If Jeter had that sort of postseason, he’d be forgiven. After all, he’s Derek Jeter, Captain Clutch, the baseball antithesis of me-first A-Rod.
But as A-Rod struggled pathetically at the plate, the tabloid narrative of his days in New York just kept building. First was the report in the New York Post that, after getting pinch-hit for in Game 1, A-Rod allegedly flirted with two young women behind the dugout, even throwing them a ball with a note asking for their phone numbers. Then, as Girardi left A-Rod out of the starting lineup in Games 3 and 4, came the report that this offseason the Yankees could consider trading the highest paid player of all time to the Miami Marlins. (The Yankees immediately denied the report, which first came from Keith Olbermann on his MLB.com blog.)
Think about that: If true, the Marlins would be taking a 37-year-old admitted performance-enhancing-drug cheat who is well into the downhill side of his career. To get rid of him — assuming A-Rod would approve the deal — the Yankees would have to take on an enormous amount of the remaining $114 million left on his final five years. It would be a sad and unpredictable ending for the man the Yankees had hoped would break Barry Bonds’ all-time home-run record as a Yankee. They’d be sending him from the media capital of the United States to the baseball backwater of Miami, which even with this year’s new ballpark and new crop of free agents ranked only 18th in baseball in home attendance this year, barely above San Diego and Pittsburgh.
If you only look on the surface, these two ballplayers who’ve together made more than half a billion dollars in their career aren’t that different: Both shortstops (A-Rod moved to third when he moved to the Yankees,) both enormously talented, and both playboys of Manhattan. But where A-Rod seemed to need all the attention, Jeter merely tolerated it. A-Rod wanted to be seen as the big man on campus, while Jeter simply was the big man on campus, the man who dated Minka Kelly and Jessica Alba and Jessica Biel.
The famously hungry New York media gloated over Jeter’s conquests. Meanwhile, they mocked A-Rod. His alleged gallivanting with Madonna. His admission of using PEDs.
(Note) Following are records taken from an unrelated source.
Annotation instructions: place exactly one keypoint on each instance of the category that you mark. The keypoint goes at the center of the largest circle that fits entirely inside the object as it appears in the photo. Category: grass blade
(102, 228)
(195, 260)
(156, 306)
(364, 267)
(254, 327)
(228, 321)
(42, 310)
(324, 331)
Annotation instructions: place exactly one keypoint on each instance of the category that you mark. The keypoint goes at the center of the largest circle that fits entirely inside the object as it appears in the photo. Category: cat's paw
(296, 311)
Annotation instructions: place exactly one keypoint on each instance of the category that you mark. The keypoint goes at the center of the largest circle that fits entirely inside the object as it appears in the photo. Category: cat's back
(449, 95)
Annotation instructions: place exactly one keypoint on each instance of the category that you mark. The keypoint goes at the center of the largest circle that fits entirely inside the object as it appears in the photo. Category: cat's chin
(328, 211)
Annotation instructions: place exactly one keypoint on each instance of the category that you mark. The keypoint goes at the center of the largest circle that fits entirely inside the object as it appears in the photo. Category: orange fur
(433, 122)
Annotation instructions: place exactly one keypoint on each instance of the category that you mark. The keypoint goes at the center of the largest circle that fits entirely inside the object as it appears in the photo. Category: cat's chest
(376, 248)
His selfish clubhouse demeanor that got him the nickname “A-Fraud.” And, of course, the reports of paintings in his house that have him depicted as a centaur.
If this is the beginning of the end — the Yankees not winning a single game after Jeter fell to injury, while A-Rod dominated the headlines of the four-game sweep with an enormous slump and a tin ear — it’s the most appropriate ending possible.
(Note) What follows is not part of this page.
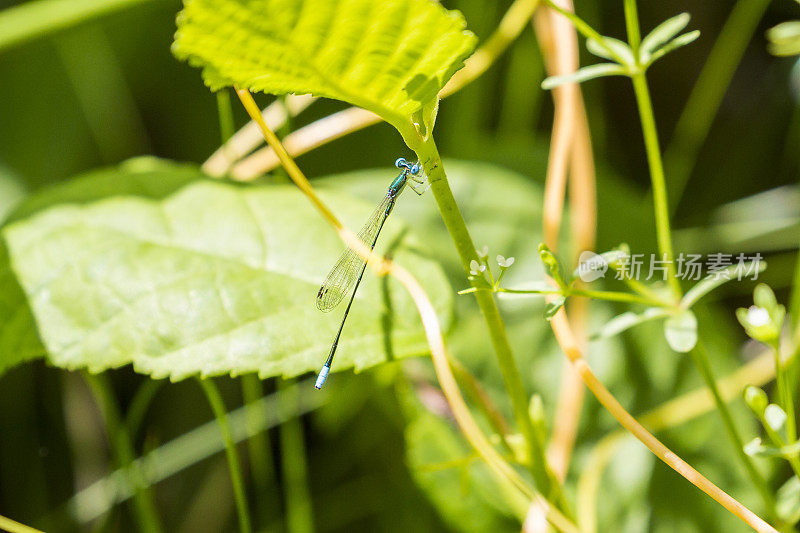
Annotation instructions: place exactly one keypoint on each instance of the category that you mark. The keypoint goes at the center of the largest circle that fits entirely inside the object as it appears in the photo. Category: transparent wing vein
(344, 273)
Before Game 4’s batting practice, reporters asked A-Rod about his relationship with his manager. His answer was telling: “The one thing I’ll always give Joe a lot of credit is he’s been very good to me over the years. He has a lot of equity with me.”
Wait — a manager has equity with the player?
It was an example of a superstar’s bloated ego inverting the relationship between a player and his boss. It was a typical A-Rod me-first response. But perhaps the most damning thing anyone could say about A-Rod saying those words is this: It was something Derek Jeter, the Yankee who will always be remembered as a Yankee, never would have said.